Today, less than a decade into its “look” at CNG, it powers 90% of Sheehy’s trucks. “We’ve still got a few diesel trucks in the mix,” Myers says. “But we’ve slowly, but surely, been acquiring CNG-powered units since it became clear the fuel would work well in our applications.”
Even though the spotlight fell away from CNG after diesel prices stabilized and returned to more “normal” levels a few years ago, CNG technology and infrastructure kept right on evolving and expanding, Myers says, which has made Sheehy’s steady conversion to the new fuel surprisingly painless.
“The national CNG network is extremely stable today,” he says. “This means that we enjoy stable fuel prices as well.

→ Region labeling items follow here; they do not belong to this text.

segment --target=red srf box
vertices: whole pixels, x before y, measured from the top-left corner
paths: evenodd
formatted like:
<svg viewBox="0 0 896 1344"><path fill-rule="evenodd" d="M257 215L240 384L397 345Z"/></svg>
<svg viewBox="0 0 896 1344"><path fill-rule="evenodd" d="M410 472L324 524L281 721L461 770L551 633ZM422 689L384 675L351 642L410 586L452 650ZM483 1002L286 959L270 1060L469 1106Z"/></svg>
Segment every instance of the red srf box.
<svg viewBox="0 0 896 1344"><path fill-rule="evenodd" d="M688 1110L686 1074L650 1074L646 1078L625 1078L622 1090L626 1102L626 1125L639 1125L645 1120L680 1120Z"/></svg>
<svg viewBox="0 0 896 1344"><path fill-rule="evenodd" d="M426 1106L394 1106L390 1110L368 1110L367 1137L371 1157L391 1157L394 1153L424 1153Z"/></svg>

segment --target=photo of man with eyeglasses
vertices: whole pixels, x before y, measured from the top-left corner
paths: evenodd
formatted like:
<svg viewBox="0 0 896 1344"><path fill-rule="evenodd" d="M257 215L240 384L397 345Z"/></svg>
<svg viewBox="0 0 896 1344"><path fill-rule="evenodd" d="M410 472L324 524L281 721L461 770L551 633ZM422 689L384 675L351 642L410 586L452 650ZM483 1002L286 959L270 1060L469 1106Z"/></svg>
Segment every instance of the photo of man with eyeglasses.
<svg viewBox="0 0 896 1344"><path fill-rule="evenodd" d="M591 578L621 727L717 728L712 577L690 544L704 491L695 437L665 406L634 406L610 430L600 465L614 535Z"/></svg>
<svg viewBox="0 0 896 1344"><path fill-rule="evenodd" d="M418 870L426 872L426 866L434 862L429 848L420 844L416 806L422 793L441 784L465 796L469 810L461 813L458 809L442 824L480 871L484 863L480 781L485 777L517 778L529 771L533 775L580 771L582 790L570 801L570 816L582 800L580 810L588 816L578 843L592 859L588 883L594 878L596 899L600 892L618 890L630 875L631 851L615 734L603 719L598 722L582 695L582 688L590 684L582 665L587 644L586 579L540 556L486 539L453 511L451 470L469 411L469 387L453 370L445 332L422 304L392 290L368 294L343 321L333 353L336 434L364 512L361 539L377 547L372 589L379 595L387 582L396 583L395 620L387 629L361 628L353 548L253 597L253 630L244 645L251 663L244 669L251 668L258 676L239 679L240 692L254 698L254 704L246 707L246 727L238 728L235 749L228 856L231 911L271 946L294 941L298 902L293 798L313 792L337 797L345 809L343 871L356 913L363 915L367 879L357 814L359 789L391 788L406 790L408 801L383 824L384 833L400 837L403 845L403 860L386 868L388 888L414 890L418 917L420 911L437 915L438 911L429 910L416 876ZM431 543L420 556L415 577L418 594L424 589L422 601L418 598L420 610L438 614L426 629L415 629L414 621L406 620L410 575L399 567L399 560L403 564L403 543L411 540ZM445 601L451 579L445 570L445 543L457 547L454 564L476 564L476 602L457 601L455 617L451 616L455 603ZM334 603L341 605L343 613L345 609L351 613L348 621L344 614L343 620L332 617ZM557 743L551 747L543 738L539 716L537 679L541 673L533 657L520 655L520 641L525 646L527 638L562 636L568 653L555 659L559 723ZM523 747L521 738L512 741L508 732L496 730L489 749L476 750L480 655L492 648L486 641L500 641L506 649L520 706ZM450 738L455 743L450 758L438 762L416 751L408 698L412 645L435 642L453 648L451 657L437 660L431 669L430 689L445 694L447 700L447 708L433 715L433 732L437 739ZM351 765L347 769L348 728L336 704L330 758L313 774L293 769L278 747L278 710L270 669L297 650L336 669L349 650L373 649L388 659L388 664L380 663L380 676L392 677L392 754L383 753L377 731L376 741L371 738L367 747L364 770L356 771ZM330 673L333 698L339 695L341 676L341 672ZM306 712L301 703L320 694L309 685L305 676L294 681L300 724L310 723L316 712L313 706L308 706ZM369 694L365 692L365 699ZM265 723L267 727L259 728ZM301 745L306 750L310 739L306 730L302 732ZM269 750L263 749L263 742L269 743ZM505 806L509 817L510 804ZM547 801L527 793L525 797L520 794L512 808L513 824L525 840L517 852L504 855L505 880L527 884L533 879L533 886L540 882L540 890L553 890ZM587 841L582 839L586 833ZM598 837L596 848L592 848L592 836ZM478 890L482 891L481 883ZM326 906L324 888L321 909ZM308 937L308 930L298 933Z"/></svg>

They don’t fluctuate much, if at all, and are holding steady around $1.99 a gallon — and we won’t have to deal with the usual Memorial Day price increases other fleets will as refineries switch over from winter- to summer-blended fuel formulations. Even better, over the past decade, we’ve seen an expansive CNG fueling network build up, which has made it easier for our drivers to find fuel, no matter where they are in our area of operations.”
Driver acceptance and training has been a concern for some fleets considering a switch to CNG. But Myers says Sheehy received very little pushback as it began to move to the new fuel in earnest. In fact, today, he says, Sheehy executives consider CNG a secret weapon in the current driver shortage crisis. “We never had any major resistance from our driver force,” he says. “In fact, many of our drivers — most of whom have been with us 20 years or more — prefer CNG over diesel.”
That’s because the trucks are much cleaner to fuel, with no spills, mess or odors, and tend to ride better, he says. “We’ve tweaked our automated manual transmissions to deliver more low-end torque. The trucks still don’t have as much get-up-and-go as diesel-powered units, but our drivers have gotten used to that. New drivers are still a bit hesitant when they first get behind the wheel of a CNG truck. But usually it becomes a non-issue for them as well very quickly.”
CEO John Sheehy notes that while operating costs are “about neutral” compared to diesel, the fleet enjoys a return on investment from CNG that is simply out of reach for fleets running conventional fuels. “We mainly measure our CNG ROI in terms of being good stewards of the environment and the preferential treatment we receive from our customers,” he says.
Myers echoes this sentiment. “Sheehy saves a lot of money on fuel,” he says. “We also routinely win awards for being a green fleet and protecting the environment, receive tremendous good will from our customers and the communities we serve. And we have happier drivers with less turnover. So for us, CNG has been a win on multiple fronts.”